To avoid getting bored I switched again to HW and started designing the FC PCB. It will include:

  • 2 x MPU9250 and MS5611 for redundancy and better noise filtering. One of the 9250 will use SPI and the other I2C, to have bus redundancy
  • 1 RF4463F30 transceiver.
  • 1 ADS1115 for ADC conversion
  • Several status LEDs

 

PWM will be handled by PIGPIO which works very nicely. Better than a PCA9685 that only allows 1 frequency for all the outputs.

It will have a HAT layout, without the EEPROM (still not very clear what good is it).

I already started designing it in Eagle (the free version) and will do the PCB using DirtyPCB.

 

 

 

RF Modules

I found and bought the RF modules I needed for the GS-brain comms: the RF4463F30

They have a 1W PA, the receiver has -122dBm sensitivity at low data rates and around -90-96dBm at 1Mbps max rate.

They are pretty small and light – under 2-3 grams I think.

IMG_0265

I managed to find a lot of documentation from SI and the RF chip works pretty differently than the RFM22B. It’s not programmed using registers but with SPI commands. You basically create API calls in a uint8_t buffer and send it through SPI.

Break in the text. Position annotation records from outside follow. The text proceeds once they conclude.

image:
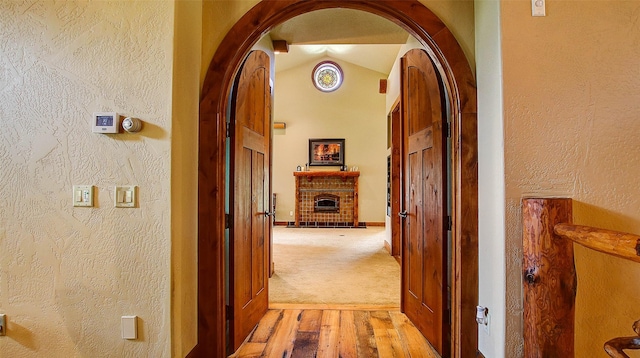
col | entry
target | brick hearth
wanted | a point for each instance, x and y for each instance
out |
(344, 185)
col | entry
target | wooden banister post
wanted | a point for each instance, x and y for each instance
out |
(549, 280)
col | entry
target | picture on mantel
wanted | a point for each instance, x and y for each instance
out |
(326, 152)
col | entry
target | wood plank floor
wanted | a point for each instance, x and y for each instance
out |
(302, 333)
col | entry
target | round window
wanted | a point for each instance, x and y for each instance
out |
(327, 76)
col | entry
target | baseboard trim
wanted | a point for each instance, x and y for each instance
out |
(375, 223)
(329, 306)
(361, 224)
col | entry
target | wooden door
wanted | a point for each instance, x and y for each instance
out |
(424, 244)
(250, 231)
(396, 177)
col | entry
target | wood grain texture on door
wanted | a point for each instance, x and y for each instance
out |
(249, 198)
(424, 277)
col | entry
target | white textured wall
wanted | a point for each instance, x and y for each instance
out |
(572, 128)
(355, 112)
(68, 274)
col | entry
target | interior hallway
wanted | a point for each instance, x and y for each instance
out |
(331, 333)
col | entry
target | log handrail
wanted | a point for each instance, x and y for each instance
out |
(620, 244)
(548, 237)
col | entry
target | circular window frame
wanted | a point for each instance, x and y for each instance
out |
(331, 65)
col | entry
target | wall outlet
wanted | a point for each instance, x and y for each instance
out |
(487, 324)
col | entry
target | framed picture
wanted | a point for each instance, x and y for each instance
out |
(327, 152)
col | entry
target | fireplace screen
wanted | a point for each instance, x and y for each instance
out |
(326, 203)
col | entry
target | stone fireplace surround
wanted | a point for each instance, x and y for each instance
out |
(311, 185)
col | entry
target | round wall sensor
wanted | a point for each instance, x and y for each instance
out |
(131, 124)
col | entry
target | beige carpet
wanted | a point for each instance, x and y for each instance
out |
(333, 266)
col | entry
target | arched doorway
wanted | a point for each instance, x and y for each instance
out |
(450, 61)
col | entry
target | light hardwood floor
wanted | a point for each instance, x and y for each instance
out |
(302, 333)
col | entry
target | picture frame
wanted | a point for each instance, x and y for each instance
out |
(326, 152)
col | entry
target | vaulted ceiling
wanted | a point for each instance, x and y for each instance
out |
(353, 36)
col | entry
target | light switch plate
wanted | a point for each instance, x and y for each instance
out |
(125, 196)
(83, 195)
(129, 327)
(538, 8)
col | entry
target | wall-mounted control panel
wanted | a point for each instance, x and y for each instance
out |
(3, 325)
(105, 122)
(83, 195)
(125, 196)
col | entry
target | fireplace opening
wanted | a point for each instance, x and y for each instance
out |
(326, 203)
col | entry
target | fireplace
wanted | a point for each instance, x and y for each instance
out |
(326, 203)
(326, 199)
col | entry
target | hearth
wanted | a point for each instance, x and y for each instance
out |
(326, 198)
(326, 203)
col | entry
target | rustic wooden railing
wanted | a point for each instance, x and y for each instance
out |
(550, 276)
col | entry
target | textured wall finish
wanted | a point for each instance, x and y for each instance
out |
(68, 274)
(572, 128)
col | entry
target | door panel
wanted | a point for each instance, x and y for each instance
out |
(250, 231)
(424, 277)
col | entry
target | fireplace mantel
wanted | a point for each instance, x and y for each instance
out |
(324, 174)
(340, 184)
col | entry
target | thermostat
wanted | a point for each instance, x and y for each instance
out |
(105, 122)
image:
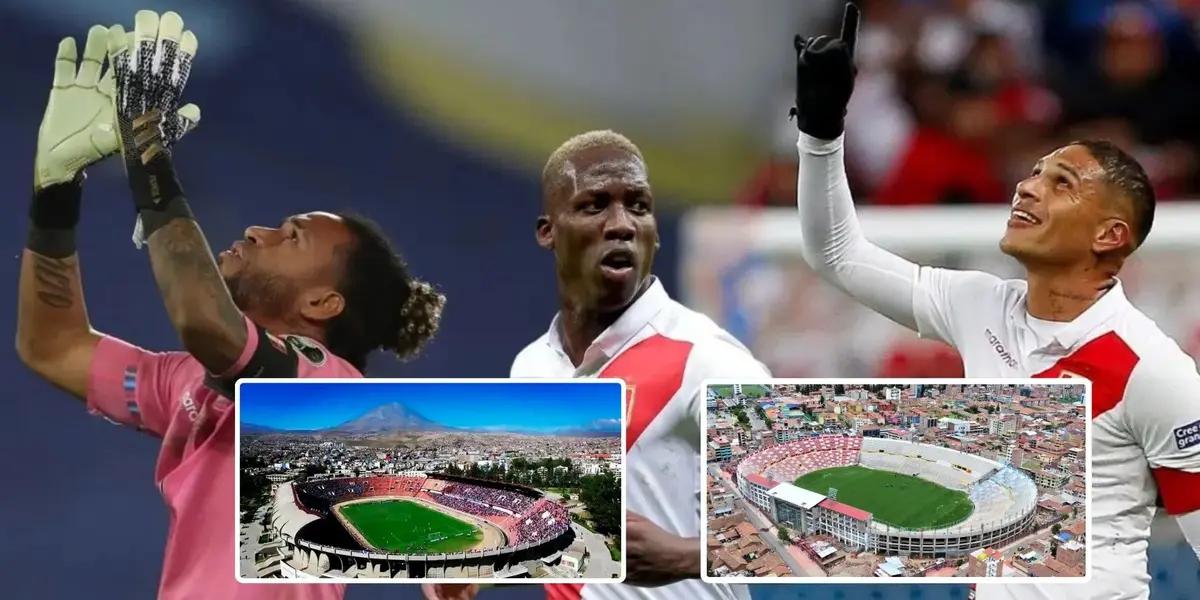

The FIFO is only 64 bytes but it does have a CRC and a custom 4 byte header to pack various things – like a request id.

So far it seems very nice, I will try to make it work during the weekend.

 

The plan I have is to use the wifi only for video data – tx only, and the RF4463 for bidirectional commands (GS->Brain and back) and video packet confirmations.

This should allow me to use better the limited wifi bandwidth by using uni-directional comms – so the back packets don’t keep the channel busy – and also have a rock solid link for control.

I did some tests with the RFM22B at 0dBm and it can easily go through 4-5 walls and 20 meters  inside my house. With 20 or even 30dBm I should be able to have a solid 10Km link line of sight.